Paul B. Horton (horton-p@aist.go.jp)
Larisa Kiseleva (kiseleva-larisa@aist.go.jp)
Wataru Fujibuchi (fujibuchi-wataru@aist.go.jp)
Computational Biology Research Center, National Institute of Advanced Industrial Science and Technology, 2-42 Aomi, Koto-ku, Tokyo 135-0064, Japan
In this paper we present a fast algorithm and implementation
for computing the
Spearman rank correlation (SRC) between a query expression profile and each
expression profile in a database of profiles. The algorithm is linear
in the size of the profile database with a very small constant factor.
It is designed to efficiently handle multiple profile platforms and missing values.
We show that our specialized algorithm and C++
implementation can achieve an approximately 100-fold speed-up over a
reasonable baseline implementation using Perl hash tables.

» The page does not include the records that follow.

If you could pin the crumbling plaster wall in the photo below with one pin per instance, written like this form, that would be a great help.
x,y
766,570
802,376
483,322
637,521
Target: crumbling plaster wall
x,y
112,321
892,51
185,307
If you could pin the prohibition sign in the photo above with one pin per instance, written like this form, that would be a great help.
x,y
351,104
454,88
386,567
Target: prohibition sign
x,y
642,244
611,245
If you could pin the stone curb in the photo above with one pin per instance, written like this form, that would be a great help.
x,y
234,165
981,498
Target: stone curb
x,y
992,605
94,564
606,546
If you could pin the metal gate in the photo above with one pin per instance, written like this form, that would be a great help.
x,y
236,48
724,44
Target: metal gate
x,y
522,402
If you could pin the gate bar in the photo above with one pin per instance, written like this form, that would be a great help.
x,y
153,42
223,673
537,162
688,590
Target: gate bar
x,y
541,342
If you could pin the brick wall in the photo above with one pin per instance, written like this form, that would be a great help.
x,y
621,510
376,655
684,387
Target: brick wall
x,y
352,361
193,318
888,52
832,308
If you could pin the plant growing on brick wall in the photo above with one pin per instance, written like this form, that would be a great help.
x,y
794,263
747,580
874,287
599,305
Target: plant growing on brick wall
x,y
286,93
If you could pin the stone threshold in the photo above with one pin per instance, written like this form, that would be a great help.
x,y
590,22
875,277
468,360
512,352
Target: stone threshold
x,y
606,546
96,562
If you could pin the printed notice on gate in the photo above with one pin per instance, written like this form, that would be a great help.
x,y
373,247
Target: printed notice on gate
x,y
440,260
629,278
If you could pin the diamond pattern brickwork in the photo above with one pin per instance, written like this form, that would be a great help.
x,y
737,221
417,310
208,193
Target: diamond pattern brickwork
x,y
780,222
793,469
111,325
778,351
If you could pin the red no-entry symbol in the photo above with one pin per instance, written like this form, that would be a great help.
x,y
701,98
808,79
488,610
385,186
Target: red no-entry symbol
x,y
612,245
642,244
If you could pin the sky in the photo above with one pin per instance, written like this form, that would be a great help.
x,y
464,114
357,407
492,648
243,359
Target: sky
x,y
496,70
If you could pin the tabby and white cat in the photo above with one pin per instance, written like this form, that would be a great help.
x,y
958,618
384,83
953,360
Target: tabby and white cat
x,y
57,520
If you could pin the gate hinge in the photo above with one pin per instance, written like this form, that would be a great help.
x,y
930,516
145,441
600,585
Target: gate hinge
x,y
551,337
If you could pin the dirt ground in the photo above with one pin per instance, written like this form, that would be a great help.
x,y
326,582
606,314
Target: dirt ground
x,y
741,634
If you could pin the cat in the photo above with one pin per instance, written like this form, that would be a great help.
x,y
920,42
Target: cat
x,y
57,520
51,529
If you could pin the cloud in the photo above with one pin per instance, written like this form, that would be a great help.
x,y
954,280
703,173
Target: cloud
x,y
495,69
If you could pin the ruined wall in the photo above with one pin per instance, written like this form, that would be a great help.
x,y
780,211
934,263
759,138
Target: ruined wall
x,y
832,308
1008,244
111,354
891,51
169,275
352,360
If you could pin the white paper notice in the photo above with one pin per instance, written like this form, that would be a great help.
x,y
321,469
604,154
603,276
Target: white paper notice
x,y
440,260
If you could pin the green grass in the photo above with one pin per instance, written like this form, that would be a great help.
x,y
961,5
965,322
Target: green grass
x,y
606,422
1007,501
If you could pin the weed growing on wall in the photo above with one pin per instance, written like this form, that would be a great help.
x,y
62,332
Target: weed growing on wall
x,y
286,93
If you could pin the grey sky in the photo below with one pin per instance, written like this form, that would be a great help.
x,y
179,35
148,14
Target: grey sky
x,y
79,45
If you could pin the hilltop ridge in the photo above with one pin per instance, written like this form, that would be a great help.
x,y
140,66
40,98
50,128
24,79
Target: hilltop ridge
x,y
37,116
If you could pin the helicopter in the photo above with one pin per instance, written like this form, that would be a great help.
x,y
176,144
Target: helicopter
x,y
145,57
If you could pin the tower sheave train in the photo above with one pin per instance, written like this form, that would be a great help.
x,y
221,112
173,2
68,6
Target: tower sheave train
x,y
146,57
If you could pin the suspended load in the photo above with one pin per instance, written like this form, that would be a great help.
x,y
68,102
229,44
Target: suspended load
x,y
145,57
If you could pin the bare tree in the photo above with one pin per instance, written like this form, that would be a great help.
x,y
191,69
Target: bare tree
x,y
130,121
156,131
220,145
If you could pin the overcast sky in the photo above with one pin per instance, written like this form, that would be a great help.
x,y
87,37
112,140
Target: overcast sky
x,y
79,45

RaPiDS is designed for general similarity search rather than
classification -- but in order to attempt to classify the usefulness
of SRC as a similarity measure we investigate the usefulness of this
program as a classifier for classifying normal human cell types based
on gene expression. Specifically we use the k nearest neighbor
classifier with a t statistic derived from SRC as the similarity
measure for profile pairs. We estimate the accuracy using a jackknife
test on the microarray data with manually checked cell type
annotation. Preliminary results suggest the measure is useful (64%
accuracy on 1,685 profiles vs. the majority class classifier's
17.5%) for profiles measured under similar conditions (same
laboratory and chip platform); but requires improvement when comparing
profiles from different experimental series.